By Virag Gulyas, JNS
When you apply for one, you explicitly must declare, “I do not support any terrorist organization.”
I still remember the moment in 2017 when I received my F1 student visa to the United States. What many people do not know is the five years I spent dreaming, praying and working relentlessly to make it happen.
You don’t know about the nights I cried myself to sleep, convinced I would never find a way. You don’t know how my heart raced every time I landed at John F. Kennedy Airport in New York, fearing that something might go wrong. And you certainly don’t know how I whispered “thank you” every time I saw an American flag, overwhelmed with gratitude for the opportunity I had fought so hard to earn.
The process to come and stay legally in the United States is not an easy one and is flawed in many ways. But I had two choices: adapt to my host country and its rules or not come here.
And then, there are them.
The ones burning American and Israeli flags on the streets of the very country that granted them the same visa. The ones who see being in America as a given rather than a privilege. The ones who apparently have nothing to lose because hating Israel is more important to them than the dreams that supposedly brought them to a university in the United States.
Let me be clear: I wholeheartedly support the decision to revoke F1 visas the moment someone violates their terms. This should have been a no-brainer from day one. When you apply for any U.S. visa, you must explicitly declare, “I do not support any terrorist organization.”
This is not in the fine print. It is not an optional clause. It is a fundamental agreement between you and the country granting you entry. Hamas, Hezbollah and other Iranian proxies are designated foreign terrorist organizations by the United States, the European Union, Canada, Israel and other nations. Waving their flags, chanting support for them or justifying their actions is, by definition, a violation of the visa’s terms.
If you have ever applied for a visa, you know how strict the process is.
One mistake—one unchecked box, one missing document—can mean the difference between acceptance and rejection. I spent years on an F1 student visa, hyper-aware of every rule. I tiptoed around anything that could jeopardize my status because I understood what was at stake.
But in the past year, we have watched students on these visas marching in the streets, covering their faces and openly supporting Hamas and Hezbollah—jihadist terrorist organizations. By law, this should have led to immediate visa revocation. And yet, it didn’t. Why?
Why were there no consequences? Why did the system suddenly decide to ignore its own rules?

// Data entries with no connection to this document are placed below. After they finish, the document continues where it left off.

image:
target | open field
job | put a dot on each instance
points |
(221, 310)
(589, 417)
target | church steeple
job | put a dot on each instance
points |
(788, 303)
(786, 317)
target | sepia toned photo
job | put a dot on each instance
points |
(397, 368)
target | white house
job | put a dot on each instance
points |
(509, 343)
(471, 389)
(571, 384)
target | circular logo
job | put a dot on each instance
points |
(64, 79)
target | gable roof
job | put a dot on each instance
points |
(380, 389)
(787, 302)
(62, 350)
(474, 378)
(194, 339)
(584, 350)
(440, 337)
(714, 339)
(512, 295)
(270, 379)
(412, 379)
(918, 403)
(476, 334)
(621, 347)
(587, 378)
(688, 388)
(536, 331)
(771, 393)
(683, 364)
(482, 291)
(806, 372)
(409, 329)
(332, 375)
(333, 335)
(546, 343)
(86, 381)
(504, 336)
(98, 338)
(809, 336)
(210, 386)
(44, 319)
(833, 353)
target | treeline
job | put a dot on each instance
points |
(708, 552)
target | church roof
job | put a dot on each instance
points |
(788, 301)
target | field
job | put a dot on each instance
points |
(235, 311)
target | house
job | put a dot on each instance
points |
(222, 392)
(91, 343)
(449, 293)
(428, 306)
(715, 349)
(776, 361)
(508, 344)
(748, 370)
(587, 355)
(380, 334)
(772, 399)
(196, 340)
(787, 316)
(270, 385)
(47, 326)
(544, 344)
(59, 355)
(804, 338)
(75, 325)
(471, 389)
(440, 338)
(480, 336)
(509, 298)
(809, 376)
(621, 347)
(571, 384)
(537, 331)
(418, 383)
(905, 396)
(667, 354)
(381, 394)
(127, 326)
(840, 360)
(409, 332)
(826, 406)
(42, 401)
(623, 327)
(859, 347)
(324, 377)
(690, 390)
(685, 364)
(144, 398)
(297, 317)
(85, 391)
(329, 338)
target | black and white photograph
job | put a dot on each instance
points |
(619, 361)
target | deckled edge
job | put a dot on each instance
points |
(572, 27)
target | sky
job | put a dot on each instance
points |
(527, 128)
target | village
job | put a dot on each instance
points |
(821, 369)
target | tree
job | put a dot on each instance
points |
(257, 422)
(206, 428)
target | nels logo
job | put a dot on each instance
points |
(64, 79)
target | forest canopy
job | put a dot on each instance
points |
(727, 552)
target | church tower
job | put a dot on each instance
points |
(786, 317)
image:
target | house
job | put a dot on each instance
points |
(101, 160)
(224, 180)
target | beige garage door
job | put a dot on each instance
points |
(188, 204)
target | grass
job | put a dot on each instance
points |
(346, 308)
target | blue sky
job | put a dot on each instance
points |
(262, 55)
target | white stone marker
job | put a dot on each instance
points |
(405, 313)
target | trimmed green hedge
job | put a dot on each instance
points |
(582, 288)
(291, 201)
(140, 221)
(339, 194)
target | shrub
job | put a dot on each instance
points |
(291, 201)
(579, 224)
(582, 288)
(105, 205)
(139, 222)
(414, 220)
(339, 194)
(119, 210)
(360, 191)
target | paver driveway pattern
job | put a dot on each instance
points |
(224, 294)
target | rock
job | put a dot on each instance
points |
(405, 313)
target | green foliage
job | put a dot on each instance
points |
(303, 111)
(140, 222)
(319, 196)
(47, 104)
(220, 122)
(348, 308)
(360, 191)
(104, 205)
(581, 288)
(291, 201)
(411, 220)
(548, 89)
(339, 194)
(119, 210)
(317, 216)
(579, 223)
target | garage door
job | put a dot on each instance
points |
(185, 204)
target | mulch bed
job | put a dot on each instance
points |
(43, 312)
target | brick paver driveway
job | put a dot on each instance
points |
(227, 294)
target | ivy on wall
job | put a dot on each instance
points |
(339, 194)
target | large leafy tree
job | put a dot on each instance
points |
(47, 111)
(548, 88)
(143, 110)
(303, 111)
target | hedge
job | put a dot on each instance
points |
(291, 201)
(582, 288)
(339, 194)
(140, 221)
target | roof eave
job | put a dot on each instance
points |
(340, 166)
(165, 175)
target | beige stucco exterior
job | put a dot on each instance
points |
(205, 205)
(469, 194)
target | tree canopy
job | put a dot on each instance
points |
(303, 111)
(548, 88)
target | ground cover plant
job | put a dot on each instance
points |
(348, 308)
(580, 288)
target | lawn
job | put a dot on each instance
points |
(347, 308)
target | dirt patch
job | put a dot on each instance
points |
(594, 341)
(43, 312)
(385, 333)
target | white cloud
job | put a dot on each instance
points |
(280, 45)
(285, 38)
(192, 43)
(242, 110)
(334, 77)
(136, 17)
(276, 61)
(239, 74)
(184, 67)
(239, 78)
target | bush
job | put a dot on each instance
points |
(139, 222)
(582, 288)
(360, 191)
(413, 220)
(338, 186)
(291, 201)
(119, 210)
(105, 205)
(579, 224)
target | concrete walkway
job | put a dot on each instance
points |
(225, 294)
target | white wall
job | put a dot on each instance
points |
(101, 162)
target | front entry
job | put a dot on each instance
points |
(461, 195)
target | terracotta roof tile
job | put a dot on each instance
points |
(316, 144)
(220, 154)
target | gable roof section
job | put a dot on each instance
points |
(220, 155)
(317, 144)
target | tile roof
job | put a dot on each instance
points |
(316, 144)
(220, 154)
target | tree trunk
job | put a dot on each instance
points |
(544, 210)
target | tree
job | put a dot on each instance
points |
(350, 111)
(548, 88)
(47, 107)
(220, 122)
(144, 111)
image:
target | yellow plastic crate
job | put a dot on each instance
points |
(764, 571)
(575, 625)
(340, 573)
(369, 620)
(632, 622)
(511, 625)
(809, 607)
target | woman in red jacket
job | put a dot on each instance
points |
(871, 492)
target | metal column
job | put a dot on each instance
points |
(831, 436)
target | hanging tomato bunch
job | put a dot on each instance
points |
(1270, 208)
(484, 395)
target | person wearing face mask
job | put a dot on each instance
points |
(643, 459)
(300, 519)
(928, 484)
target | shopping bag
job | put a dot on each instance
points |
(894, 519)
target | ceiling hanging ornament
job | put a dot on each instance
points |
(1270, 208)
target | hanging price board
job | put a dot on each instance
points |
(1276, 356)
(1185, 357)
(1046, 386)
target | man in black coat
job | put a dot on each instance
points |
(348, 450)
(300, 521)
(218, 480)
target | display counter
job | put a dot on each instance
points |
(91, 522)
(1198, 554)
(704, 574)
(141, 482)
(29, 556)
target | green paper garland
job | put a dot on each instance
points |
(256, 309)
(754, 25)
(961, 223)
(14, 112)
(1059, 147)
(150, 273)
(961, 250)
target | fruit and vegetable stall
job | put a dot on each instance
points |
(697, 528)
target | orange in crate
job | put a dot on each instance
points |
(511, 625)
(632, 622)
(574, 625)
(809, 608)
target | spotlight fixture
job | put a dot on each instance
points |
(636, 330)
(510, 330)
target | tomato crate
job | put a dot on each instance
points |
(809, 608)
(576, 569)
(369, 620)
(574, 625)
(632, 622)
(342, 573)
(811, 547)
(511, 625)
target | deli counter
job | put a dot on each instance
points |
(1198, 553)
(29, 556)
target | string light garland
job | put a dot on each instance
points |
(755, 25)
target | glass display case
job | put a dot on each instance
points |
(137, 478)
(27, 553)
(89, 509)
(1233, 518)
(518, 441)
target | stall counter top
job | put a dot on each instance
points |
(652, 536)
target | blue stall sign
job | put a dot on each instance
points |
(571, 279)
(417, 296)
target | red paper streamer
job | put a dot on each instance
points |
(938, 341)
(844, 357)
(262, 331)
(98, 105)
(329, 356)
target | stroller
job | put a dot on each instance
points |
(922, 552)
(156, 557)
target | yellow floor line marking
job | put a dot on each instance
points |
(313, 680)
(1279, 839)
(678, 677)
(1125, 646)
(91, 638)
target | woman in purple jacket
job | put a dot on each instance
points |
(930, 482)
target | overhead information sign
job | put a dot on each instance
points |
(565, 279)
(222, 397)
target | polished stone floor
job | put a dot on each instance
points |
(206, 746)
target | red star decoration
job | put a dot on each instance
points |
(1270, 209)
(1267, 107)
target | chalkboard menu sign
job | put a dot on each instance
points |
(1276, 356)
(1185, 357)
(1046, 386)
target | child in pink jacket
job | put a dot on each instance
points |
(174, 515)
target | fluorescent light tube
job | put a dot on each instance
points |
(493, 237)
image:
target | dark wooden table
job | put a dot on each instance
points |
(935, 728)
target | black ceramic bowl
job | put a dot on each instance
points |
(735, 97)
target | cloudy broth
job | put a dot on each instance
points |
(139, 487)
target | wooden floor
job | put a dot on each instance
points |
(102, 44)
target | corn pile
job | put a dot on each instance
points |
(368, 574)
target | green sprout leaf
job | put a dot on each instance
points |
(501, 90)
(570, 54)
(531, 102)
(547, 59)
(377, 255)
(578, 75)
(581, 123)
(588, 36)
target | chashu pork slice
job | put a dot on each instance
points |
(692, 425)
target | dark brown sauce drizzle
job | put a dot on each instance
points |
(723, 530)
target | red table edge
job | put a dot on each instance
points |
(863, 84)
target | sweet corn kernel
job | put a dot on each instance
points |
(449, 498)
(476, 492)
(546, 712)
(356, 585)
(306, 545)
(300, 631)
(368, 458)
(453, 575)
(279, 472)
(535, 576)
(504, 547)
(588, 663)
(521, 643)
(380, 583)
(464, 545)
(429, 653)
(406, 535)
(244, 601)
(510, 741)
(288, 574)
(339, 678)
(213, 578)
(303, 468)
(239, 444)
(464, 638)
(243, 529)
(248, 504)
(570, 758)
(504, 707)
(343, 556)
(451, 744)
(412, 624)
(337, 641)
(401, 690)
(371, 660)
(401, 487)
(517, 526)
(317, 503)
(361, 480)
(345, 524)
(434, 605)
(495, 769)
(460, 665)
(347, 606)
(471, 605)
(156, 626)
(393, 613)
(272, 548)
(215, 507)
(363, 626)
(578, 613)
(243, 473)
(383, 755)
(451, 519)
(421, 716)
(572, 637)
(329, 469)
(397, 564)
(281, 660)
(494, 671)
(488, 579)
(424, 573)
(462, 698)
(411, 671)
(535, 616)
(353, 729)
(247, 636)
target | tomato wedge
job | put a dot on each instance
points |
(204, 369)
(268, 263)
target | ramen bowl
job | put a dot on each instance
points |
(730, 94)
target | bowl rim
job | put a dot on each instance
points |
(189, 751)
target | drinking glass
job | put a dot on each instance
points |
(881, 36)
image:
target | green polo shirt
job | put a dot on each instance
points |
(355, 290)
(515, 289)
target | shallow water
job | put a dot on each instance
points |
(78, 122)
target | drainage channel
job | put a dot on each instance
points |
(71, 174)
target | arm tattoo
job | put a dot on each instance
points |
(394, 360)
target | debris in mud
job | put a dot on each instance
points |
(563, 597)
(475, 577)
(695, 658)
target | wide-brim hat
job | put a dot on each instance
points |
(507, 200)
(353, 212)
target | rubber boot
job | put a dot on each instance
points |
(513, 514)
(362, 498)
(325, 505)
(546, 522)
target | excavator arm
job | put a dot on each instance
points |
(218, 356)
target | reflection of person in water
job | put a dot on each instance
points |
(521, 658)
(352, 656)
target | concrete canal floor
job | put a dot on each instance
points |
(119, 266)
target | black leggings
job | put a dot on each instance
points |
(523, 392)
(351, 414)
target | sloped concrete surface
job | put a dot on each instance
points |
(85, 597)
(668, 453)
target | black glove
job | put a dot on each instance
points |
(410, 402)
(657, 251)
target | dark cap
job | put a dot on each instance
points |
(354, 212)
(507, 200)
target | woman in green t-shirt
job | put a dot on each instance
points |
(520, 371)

And, more importantly, why are some people outraged that this is finally being corrected?
It’s impossible to ignore what’s happened since Oct. 7, 2023. While Jewish and Zionist students and professors have been attacked on campuses, while parents whose children were kidnapped by Hamas have been harassed and spat on, while posters of kidnapped hostages have been torn down by students—both local and international—my heart has broken again and again.
This is not just a Jewish issue but an American one. And it is an issue that affects everyone.
No one who loves America should oppose the Trump administration’s decision to revoke the visas of students who violate these terms. What kind of country allows foreign nationals to come in, take advantage of the system and then use that privilege to support a terror organization?
This is why I support U.S. President Donald Trump’s executive order. Not because it’s Trump but because it’s basic common sense. And because this is the law.
Anyone who doesn’t understand that doesn’t deserve to be here.
For those of us who do understand it—who have prayed, cried and worked tirelessly for our dreams—America is more than just a place. It is an opportunity. It is a responsibility. It is something worth respecting.
And if you don’t feel that way? Then you don’t belong here.